Two Notre Dame faculty members have traveled to Rome to join some 350 international participants at a Vatican conference on adult stem cell research which begins today (Nov. 9).
Historian and philosopher Philip Sloan, professor emeritus in Notre Dame’s Program of Liberal Studies, and biologist David Hyde, the Rev. Howard J. Kenna, C.S.C., Memorial Director of Notre Dame’s Center for Zebrafish Research, will be among the scientists, religious leaders, policymakers, academics and medical patients attending the two-day conference, “Adult Stem Cells: Science and the Future of Man and Culture.”
Sloan will give a conference lecture, entitled “Should the Hippocratic Oath be Extended to the Life Sciences?” and appealing for a formal pledge by life scientists to use their technological power over all stages of human life in ways that ensure human dignity. A recent historical precedent for such a pledge is one made by a group of physicists in the wake of the Manhattan Project, which produced the first atomic bomb.

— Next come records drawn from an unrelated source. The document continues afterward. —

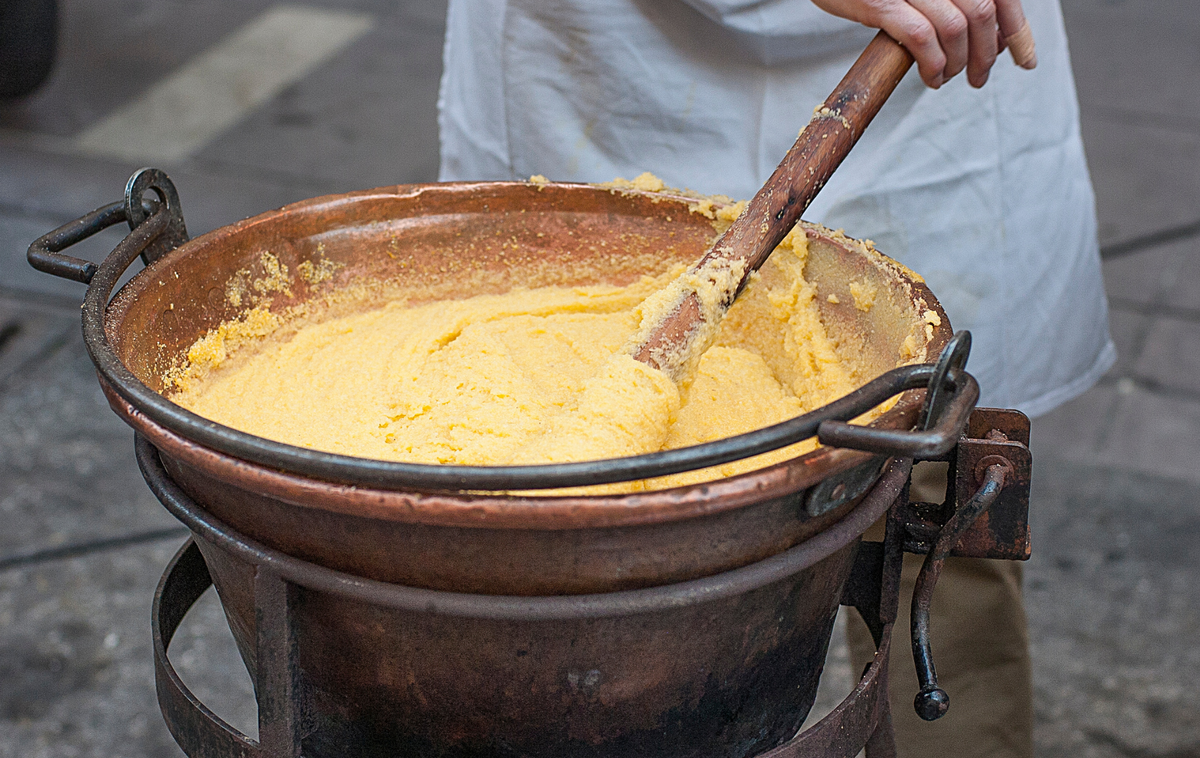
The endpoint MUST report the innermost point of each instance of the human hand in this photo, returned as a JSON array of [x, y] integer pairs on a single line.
[[947, 36]]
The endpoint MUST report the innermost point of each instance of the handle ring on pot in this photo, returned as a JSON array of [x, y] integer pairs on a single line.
[[951, 397], [46, 253]]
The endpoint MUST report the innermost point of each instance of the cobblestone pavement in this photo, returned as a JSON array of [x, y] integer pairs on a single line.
[[1114, 585]]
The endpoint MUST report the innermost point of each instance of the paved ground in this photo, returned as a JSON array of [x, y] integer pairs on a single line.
[[1114, 584]]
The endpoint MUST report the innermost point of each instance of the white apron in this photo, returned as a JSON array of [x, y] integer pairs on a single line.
[[983, 192]]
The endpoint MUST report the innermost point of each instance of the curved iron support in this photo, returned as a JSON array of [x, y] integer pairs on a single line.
[[931, 701]]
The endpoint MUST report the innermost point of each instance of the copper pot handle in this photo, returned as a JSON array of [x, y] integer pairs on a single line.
[[156, 227]]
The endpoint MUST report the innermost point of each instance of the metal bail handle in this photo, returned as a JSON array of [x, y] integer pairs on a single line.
[[951, 395], [136, 212], [161, 221]]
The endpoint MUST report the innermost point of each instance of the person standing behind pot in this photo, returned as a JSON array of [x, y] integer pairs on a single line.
[[983, 190]]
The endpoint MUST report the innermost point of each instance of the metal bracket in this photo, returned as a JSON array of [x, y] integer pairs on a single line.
[[1002, 531]]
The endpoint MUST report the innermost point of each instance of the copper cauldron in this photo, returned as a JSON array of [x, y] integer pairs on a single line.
[[456, 529]]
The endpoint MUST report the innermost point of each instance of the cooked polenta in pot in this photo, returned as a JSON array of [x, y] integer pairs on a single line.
[[533, 376]]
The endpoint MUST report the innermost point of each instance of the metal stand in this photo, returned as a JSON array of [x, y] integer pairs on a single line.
[[989, 477], [862, 720]]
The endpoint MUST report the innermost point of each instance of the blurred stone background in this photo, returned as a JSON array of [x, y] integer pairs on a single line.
[[1114, 585]]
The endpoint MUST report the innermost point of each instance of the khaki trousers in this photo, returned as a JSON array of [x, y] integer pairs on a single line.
[[981, 650]]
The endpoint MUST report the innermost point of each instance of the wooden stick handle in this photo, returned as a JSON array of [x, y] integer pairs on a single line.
[[774, 210], [819, 150]]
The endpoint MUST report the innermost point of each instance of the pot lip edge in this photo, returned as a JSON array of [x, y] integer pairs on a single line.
[[781, 477]]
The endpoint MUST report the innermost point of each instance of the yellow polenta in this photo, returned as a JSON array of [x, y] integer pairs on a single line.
[[533, 376]]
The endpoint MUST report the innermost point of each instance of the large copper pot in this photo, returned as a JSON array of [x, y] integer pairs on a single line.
[[419, 525]]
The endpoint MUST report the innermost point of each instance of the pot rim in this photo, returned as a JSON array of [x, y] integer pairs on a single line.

Hyde’s research on the zebrafish eye includes the role of adult stem cells in regeneration of retinal neurons. The zebrafish retina is a useful model because it serves as an easily accessible portion of the central nervous system, and Hyde’s research has direct relevance for understanding the mechanisms of neuronal cell death in a variety of human retinal diseases and in the development of new stem cell therapies.
Both men are active in Notre Dame’s Initiative on Adult Stem Cell Research & Ethics, which sponsored a similar conference at Notre Dame in July.